Hello, Neil.

On Fri, Sep 15, 2017 at 21:47:01 +0100, Neil Bothwick wrote:
> On Sat, 16 Sep 2017 01:56:54 +0800, Andrew Lowe wrote:

> >     I posted about a nasty infection my machine had with three
> > versions of Ruby a few days ago. In the process of trying to fix that I
> > noticed a thingy called "thin-provisioning-tools". I don't have
> > anything thin and I don't provision anything so why I ask?
> > 
> >     From what I've been able to understand, it's something to do
> > with Device Mapper, snapshots and "many virtual devices to be stored on
> > the same data volume". This is all just jibberish to me and I have no
> > idea as to why this has suddenly appeared in my world update. I haven't
> > asked for it. I don't use any of the "more advanced" thingies such as
> > lvm2 etc so does anyone have any idea as to why I've now go this to
> > install?

> If you add -t to emerge @world you will probably see that it is lvm2 that
> pulls this in, specifically the thin USE flag, which is on by default.

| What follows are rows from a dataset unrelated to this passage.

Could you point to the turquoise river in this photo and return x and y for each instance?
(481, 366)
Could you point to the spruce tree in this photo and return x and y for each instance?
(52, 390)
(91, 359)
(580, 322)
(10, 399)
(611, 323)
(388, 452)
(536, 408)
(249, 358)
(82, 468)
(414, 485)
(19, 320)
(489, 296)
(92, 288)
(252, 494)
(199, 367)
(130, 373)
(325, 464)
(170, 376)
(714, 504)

> Add ":sys-fs/lvm2 -thin" to /etc/portage/package.use and it will go away.

Yes, but do I want it to go away?  What is it, what does it do?

OK, let's try emerge -s thin-provisioning-tools.  We get back only
patronising garbage, namely "A suite of tools for thin provisioning on
Linux" - well, duh!  Who write's this stuff?

So, WTF is thin provisioning?

> -- 
> Neil Bothwick

-- 
Alan Mackenzie (Nuremberg, Germany).